Forced by a court order, Port of Long Beach officials have now set March 12, 1997 for a new public hearing on plans to bulldoze the Naval Station and lease the property to the Comunist Chinese shipping company.
After a hearing before the court, a judge ruled last week that the deal had been rushed and proper procedures had not been in place.
Clinton was so eager to push the deal through that he met twice with Long Beach officials and once at a White House meeting in 1995 that included his then-chief of staff and the Pentagon's No. 2 official and others.
The deal finally approved by the Secretary of the Navy turns over control of the Long Beach Naval Station, with a value of at least $65 million, free of charge to the City of Long Beach. The city has agreed to lease it to the China Ocean Shipping Co. of the People's Republic of China.

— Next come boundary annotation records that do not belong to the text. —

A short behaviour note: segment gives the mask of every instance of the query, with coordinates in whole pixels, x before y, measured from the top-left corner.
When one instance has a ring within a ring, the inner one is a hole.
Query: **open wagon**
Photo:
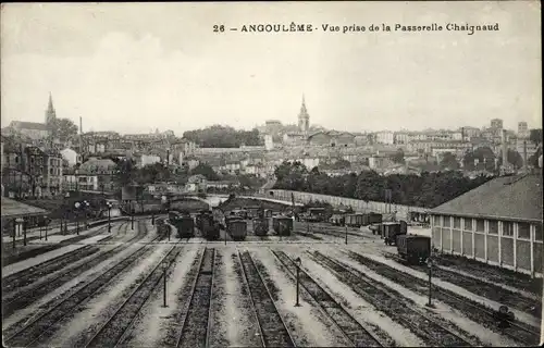
[[[234,240],[245,240],[247,236],[247,222],[242,219],[226,220],[226,231]]]
[[[290,236],[293,232],[293,219],[287,216],[272,217],[272,226],[279,236]]]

The Chinese deal apparently went forward without a national security review by wither the CIA or National Security Council. The White House apparently avoided normal and routine government channels in pushing the deal through in 1995. '… there seemed to be no reason to check with the National Security Council on the decision …' White House spokesman Lanny Davis said.

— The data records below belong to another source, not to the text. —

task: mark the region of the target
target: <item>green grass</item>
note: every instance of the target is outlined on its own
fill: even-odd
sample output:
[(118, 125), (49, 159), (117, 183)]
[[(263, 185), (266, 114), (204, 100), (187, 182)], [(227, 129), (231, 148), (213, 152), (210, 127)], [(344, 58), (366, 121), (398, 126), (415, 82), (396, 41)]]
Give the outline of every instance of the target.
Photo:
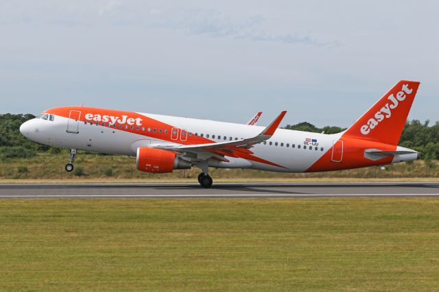
[(434, 291), (439, 199), (4, 199), (0, 290)]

However, the China Ocean Shipping Co. of the People's Republic of China has been actively involved in several recent controversies in addition to a Russian AK-47 gun-smuggling episode on the streets of Oakland, California. In another shocking incident in December, one of the company's ships plowed into a crowded boardwalk in New Orleans, injuring 116 people.
Then, in 1992, the shipping company was fined $400,000 in a violation of U.S. shipping law in connection with is practices involving bribery of government officials in order to avoid paying U.S. tariffs on its imports at United States ports of entry.

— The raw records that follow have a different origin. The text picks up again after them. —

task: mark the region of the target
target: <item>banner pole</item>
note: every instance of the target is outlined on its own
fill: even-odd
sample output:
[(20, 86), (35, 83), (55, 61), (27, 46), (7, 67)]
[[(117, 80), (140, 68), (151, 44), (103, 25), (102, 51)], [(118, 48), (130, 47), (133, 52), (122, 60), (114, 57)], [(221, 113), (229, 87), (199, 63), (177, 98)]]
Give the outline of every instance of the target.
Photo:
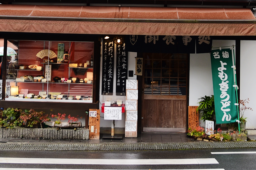
[[(234, 65), (235, 66), (235, 67), (234, 68), (234, 76), (235, 76), (235, 82), (234, 84), (235, 85), (235, 88), (236, 88), (236, 103), (238, 103), (238, 95), (237, 95), (237, 85), (236, 85), (236, 59), (235, 58), (235, 55), (234, 55), (235, 53), (235, 48), (234, 48), (234, 45), (233, 45), (233, 49), (232, 49), (232, 59), (233, 60), (233, 62), (234, 62)], [(239, 120), (240, 119), (240, 118), (239, 117), (239, 110), (238, 110), (238, 105), (236, 105), (236, 111), (237, 112), (237, 123), (238, 123), (238, 131), (239, 131), (239, 134), (240, 134), (240, 122), (239, 121)]]

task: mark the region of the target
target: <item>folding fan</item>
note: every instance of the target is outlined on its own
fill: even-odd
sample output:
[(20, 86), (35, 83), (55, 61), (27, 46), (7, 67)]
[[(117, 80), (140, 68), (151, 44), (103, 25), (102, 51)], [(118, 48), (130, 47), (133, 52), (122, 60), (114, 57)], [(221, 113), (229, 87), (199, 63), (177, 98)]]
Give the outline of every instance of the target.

There is still more. Six of the company's ships were detained by the Navy and Coast Guard for violating international safety regulations just in the last year. The Coast Guard said, that is has placed the China Ocean Shipping Co. of the People's Republic of China on a target list of shippers to monitor and search.
Last summer China admitted that the China Ocean Shipping Co. was shipping 640 tons of raw waste from the United States to China when it suddenly decided to dump it into the open sea.
In 1993 U.S. Navy shadowed a China Ocean Shipping Co. ship passing in the Persian Gulf after U.S. intelligence warned it was suspected of carrying chemical weapons materials.
CIA director Robert Gates has said ' … any time you turn over an American port facility to a foreign-owned company, especially one with significant [Communist Chinese] government connection, then at least it ought to be vetted through national security agencies.'
A Navy Department career official said that no intelligence review was sought because the China Ocean Shipping Company's was not considered a security threat, by the Clinton White House.
The Chinese will lease the Long Beach Naval Station base for a 10 year term at a fee of $14.5 million per year. The Chinese will have the option to expand the perimeter of the operation onto another 150 acres of old Navy shipyards that will be developed at the City of Long Beach taxpayer's expense.
Officials at the Chinese shipping interest's headquarters in New Jersey and in Beijing refused to comment or respond to questions about president Clinton's involvement.